On 12/12/2009 09:09 PM,

(E-Mail Removed) wrote:

> Does the statement given below invoke undefined behavior?

> i = (i, i++, i) + 1;

>

> I am almost convinced that it does not because of the following

> reasons
Ok, I've been poring over the latest draft, which takes a better stab at

all of this. I still don't really know the answer, but here's more

stuff according to that draft. (I stared at C99 today trying to coax

the real answer out of it, but I was just getting unhappy with the model

which didn't seem to want to spit it out. C09 is more complex with some

abstractions that I think help clarify these issues.)

Comments welcomed on everything I've written here. Please be aware that

this is my understanding of a document that I just looked at for the

first time today and is in no way necessarily correct or definitive.

> 1> the RHS must be evaluated before a value can be stored in i
It's a little bit nuanced, because "evaluation" is two things:

# Evaluation of an expression in general includes both value

# computations and initiation of side effects. [5.1.2.3p2]

Note that it's not "resolution" of side effects (which don't necessarily

occur until a sequence point.)

With respect to expressions:

# The value computations of the operands of an operator are sequenced

# before the value computation of the result of the operator. [6.5p1]

So, yes, the value computation must be done before the assignment, but

not necessarily the resolution of side effects.

In terms of sequencing of operations:

# Given any two evaluations A and B, if A is sequenced before B, then

# the execution of A shall precede the execution of B. [...] If A is

# not sequenced before or after B, then A and B are unsequenced.

# [5.1.2.3p3]

Remember, we're talking about "evaluations", which does not necessarily

include resolution of side effects.

And how this relates to expressions (this is *the* paragraph that lays

down the law):

# If a side effect on a scalar object is unsequenced relative to either

# a different side effect on the same scalar object or a value

# computation using the value of the same scalar object, the behavior is

# undefined. [6.5p2]

So back to the example:

i = (i, i++, i) + 1;

We have two side effects in the assignment and the ++. The question is,

are they sequenced?

Well, we know that the value computations of the operands to + are

sequenced before the value computation of the result of +. So the value

of 1 and the value of (i,i++,i) are computed before the result of + is.

What of the comma operator?

# The left operand of a comma operator is evaluated as a void

# expression; there is a sequence point between its evaluation and that

# of the right operand.
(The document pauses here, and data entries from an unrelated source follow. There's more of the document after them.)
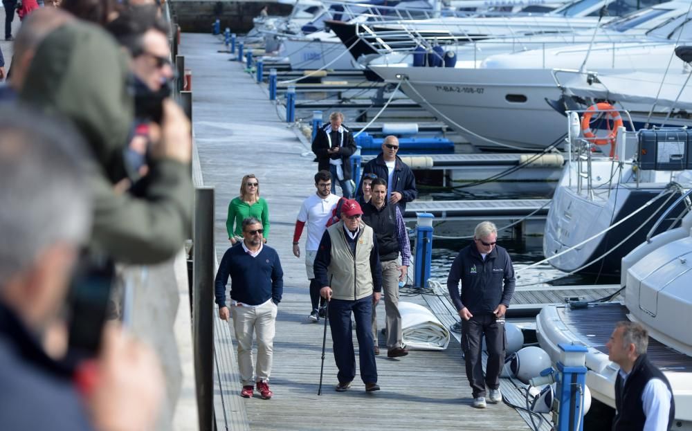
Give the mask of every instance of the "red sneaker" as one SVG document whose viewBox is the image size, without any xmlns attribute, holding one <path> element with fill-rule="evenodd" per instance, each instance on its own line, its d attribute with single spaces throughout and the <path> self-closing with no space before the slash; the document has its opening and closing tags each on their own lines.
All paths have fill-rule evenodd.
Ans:
<svg viewBox="0 0 692 431">
<path fill-rule="evenodd" d="M 253 397 L 253 387 L 252 385 L 244 386 L 243 390 L 240 391 L 240 396 L 243 398 L 252 398 Z"/>
<path fill-rule="evenodd" d="M 269 389 L 269 383 L 266 381 L 257 382 L 257 390 L 263 400 L 268 400 L 274 394 Z"/>
</svg>

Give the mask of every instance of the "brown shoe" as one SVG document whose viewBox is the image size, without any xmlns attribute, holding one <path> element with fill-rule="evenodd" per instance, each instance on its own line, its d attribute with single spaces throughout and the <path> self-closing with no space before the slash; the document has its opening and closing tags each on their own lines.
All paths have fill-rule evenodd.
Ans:
<svg viewBox="0 0 692 431">
<path fill-rule="evenodd" d="M 408 349 L 406 347 L 394 347 L 387 351 L 388 358 L 400 358 L 408 354 Z"/>
<path fill-rule="evenodd" d="M 365 383 L 365 392 L 374 392 L 380 390 L 380 387 L 377 383 Z"/>
<path fill-rule="evenodd" d="M 339 382 L 336 385 L 337 392 L 345 392 L 348 388 L 351 387 L 351 382 L 341 383 Z"/>
</svg>

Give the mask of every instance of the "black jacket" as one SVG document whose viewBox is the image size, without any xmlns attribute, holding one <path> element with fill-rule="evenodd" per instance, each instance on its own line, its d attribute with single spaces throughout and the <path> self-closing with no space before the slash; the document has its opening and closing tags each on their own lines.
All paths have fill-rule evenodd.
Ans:
<svg viewBox="0 0 692 431">
<path fill-rule="evenodd" d="M 0 304 L 0 428 L 93 430 L 72 371 L 50 358 L 18 317 Z"/>
<path fill-rule="evenodd" d="M 387 169 L 387 165 L 385 164 L 385 159 L 380 152 L 377 157 L 365 163 L 363 167 L 363 174 L 374 174 L 378 177 L 387 180 L 389 176 L 389 171 Z M 397 156 L 396 163 L 394 168 L 394 176 L 392 178 L 392 187 L 388 185 L 387 188 L 393 192 L 399 192 L 401 194 L 401 200 L 399 201 L 399 209 L 401 212 L 401 215 L 405 216 L 406 211 L 406 203 L 410 202 L 418 197 L 418 190 L 416 190 L 416 177 L 413 176 L 413 171 L 406 165 L 399 156 Z M 356 192 L 356 198 L 363 196 L 363 176 L 361 176 L 361 183 L 358 185 Z"/>
<path fill-rule="evenodd" d="M 345 126 L 341 125 L 344 131 L 343 133 L 336 132 L 336 134 L 327 134 L 327 129 L 331 129 L 331 125 L 327 123 L 317 131 L 315 135 L 315 140 L 312 142 L 312 152 L 317 156 L 317 169 L 319 171 L 329 170 L 329 159 L 336 160 L 340 157 L 343 168 L 344 170 L 344 179 L 351 179 L 351 156 L 356 152 L 356 143 L 353 140 L 353 133 Z M 336 137 L 338 140 L 332 137 Z M 340 147 L 341 148 L 338 153 L 329 154 L 327 150 L 331 148 Z M 336 178 L 331 178 L 332 181 Z"/>
<path fill-rule="evenodd" d="M 491 314 L 500 304 L 509 306 L 514 283 L 514 268 L 507 250 L 495 246 L 484 261 L 475 244 L 471 243 L 452 263 L 447 290 L 457 311 L 466 307 L 471 314 Z"/>
<path fill-rule="evenodd" d="M 399 238 L 397 236 L 397 207 L 385 203 L 378 210 L 370 202 L 361 205 L 363 222 L 372 228 L 377 241 L 381 261 L 394 260 L 399 257 Z"/>
<path fill-rule="evenodd" d="M 644 405 L 641 402 L 641 393 L 649 380 L 652 378 L 659 378 L 666 384 L 668 390 L 671 391 L 671 410 L 668 416 L 668 426 L 670 430 L 673 426 L 673 421 L 675 417 L 675 401 L 673 399 L 673 389 L 668 379 L 658 368 L 649 362 L 646 355 L 641 355 L 635 361 L 622 385 L 622 377 L 617 374 L 615 379 L 615 417 L 612 419 L 612 431 L 636 431 L 644 428 L 646 415 L 644 414 Z"/>
</svg>

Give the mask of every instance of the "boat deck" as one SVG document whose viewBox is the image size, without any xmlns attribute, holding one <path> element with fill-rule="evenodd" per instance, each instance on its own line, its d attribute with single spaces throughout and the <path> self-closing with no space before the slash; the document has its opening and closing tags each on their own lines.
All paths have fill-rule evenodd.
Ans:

Then the right operand is evaluated; the result

# has its type and value. [6.5.17p2]

What is a sequence point?

# The presence of a sequence point between the evaluation of expressions

# A and B implies that every value computation and side effect

# associated with A is sequenced before every value computation and side

# effect associated with B. [5.1.2.3p3]

So now we get our forced sequencing of side effects, as well. With the

expression (i,i++,i), the side effect of i++ must be complete before the

value of the expression (namely i) is can be computed. And the value of

the expression must be computed before it can subsequently be used by +.

And +'s value must be computed before the assignment can occur:

# The side effect of updating the stored value of the left operand is

# sequenced after the value computations of the left and right operands.

# [6.5.16p3]

Working backward:

o For the assignment side effect to occur, the value computations of

both operands of the assignment must be complete.

o For the value computations on the right side of the assignment to be

complete, the value computations of the + operator's operands have

to be complete.

o For the value computation of (i,i++,i) to be complete, i++'s side

effects must be complete.

And so, I think, the side effect of i++ is sequenced before the side

effect of i=, and so in this case is not undefined behavior.

Some counter cases:

i = i++;

While the sequence of value computations is defined for i=i++, the

side effects are unsequenced, and so it is undefined behavior.

|----- A ----| |----- B ----|

k = (i, i /= 3, i) + (i, i *= 5, i); // "please...kill me..."

In this case, the value computations of both subexpressions A and B

must be complete before +, and therefore, by the previous pages of

arguments, the side effects of i/=3 and i*=5 must also be complete

before the +.

And, therefore, the side effects of i/=3 and i*=5 must also be

complete before the result of the value computation of + is finally

assigned into k.

However, the two subexpressions A and B are unsequenced relative to

one another and both modify the same object, and so the behavior is

undefined.

Do I believe it myself? I don't even know anymore.

What do you think, folks?

-Beej

(Remember: this analysis is based on the draft, not the Standard. I'm

just presuming they're going to try to keep it basically compatible.)